9. The small base station of claim 2, wherein the power control parameter is transmitted to the user equipment through a broadcast channel or a dedicated channel.

10. The small base station of claim 9, wherein the user equipment is configured to set an uplink transmission power of the small base station by using the transmitted power control parameter.

11. A method for power controlling of a base station comprising:

measuring information on a neighboring wireless environment of the base station through an uplink or a downlink; and

calculating a power control parameter by using the information on the neighboring wireless environment.

12. The method of claim 11, wherein the information on the neighboring wireless environment includes at least one of information on a degree of uplink interference of a neighboring user equipment and information on a path loss between a small base station and a neighboring base station measured by using a downlink receiver of the small base station.

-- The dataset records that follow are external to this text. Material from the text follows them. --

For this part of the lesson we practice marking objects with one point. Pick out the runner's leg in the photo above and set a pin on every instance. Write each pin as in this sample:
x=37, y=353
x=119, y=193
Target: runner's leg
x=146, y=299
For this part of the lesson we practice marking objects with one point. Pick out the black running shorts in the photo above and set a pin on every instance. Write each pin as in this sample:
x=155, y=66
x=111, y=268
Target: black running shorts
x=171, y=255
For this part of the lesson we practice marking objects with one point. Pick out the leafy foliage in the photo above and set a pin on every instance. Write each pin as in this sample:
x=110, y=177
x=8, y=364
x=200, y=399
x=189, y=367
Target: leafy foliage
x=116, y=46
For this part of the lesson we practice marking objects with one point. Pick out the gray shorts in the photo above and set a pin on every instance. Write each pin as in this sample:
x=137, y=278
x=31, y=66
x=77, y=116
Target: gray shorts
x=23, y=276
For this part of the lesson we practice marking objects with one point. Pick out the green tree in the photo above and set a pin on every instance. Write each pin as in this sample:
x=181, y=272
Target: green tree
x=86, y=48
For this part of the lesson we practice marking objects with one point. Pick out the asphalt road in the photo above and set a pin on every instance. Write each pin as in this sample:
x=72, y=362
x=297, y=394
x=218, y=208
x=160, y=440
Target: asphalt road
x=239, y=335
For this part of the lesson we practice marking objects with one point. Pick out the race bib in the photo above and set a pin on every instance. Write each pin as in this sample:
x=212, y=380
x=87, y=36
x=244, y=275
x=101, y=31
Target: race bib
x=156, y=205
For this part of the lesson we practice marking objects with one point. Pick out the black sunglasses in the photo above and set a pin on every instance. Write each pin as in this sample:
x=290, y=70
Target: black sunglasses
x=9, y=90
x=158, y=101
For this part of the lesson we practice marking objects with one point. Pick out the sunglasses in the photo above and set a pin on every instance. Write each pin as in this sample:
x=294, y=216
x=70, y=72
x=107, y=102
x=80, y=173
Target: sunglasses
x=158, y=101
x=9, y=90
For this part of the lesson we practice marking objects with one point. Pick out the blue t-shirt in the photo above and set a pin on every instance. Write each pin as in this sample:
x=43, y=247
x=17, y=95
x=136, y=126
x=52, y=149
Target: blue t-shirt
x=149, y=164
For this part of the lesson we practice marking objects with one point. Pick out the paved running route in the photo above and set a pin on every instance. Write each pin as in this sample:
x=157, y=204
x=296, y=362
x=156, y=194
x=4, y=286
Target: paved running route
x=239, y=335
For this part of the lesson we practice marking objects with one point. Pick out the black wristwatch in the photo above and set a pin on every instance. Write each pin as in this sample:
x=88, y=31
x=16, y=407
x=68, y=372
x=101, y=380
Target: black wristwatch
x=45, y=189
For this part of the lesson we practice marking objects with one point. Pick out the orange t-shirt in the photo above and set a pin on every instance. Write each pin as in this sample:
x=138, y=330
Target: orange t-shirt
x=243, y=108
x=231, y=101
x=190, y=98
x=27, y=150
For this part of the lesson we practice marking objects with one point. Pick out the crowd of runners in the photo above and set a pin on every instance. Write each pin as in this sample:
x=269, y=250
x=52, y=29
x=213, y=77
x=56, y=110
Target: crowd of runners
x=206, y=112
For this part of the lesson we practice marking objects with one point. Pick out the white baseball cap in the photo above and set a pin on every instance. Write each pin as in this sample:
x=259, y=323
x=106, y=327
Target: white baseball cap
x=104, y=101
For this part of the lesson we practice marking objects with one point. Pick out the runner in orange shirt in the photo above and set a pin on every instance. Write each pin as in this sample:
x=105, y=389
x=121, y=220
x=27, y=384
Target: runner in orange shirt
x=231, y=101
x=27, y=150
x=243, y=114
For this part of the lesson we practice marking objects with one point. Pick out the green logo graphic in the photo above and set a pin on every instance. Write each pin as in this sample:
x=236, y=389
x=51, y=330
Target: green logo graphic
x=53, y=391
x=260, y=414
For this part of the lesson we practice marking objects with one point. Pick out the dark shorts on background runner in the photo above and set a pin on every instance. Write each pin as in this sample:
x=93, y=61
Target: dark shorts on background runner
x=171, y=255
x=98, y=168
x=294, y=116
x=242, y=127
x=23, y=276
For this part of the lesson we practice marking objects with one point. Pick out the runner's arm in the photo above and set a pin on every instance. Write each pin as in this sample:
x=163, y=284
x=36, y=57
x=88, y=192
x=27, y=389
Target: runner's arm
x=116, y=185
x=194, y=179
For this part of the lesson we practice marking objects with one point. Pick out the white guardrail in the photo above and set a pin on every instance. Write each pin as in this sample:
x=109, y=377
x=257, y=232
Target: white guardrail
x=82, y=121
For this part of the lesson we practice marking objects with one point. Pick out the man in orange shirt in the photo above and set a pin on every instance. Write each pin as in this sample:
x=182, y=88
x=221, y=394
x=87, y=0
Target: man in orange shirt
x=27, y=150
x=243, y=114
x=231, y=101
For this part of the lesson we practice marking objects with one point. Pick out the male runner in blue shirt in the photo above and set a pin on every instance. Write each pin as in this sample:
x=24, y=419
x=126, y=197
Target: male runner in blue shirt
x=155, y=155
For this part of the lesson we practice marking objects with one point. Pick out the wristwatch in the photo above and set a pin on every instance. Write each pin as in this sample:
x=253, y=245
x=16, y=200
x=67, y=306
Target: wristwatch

13. The method of claim 12, wherein the power control parameter is set to increase the power of the user equipment accessing the small base station when an interference degree caused by a neighboring user equipment is high and set to decrease the power of the user equipment accessing the small base station when the interference degree caused by the neighboring user equipment is low.

14. The method of claim 13, wherein the power control parameter is set not to increase the power of the user equipment over a preset threshold value when the small base station is located near the neighboring macro base station.

15. The method of claim 11, further comprising:

transmitting the power control parameter to the user equipment; and

setting an uplink transmission power of the user equipment by using the transmitted power control parameter.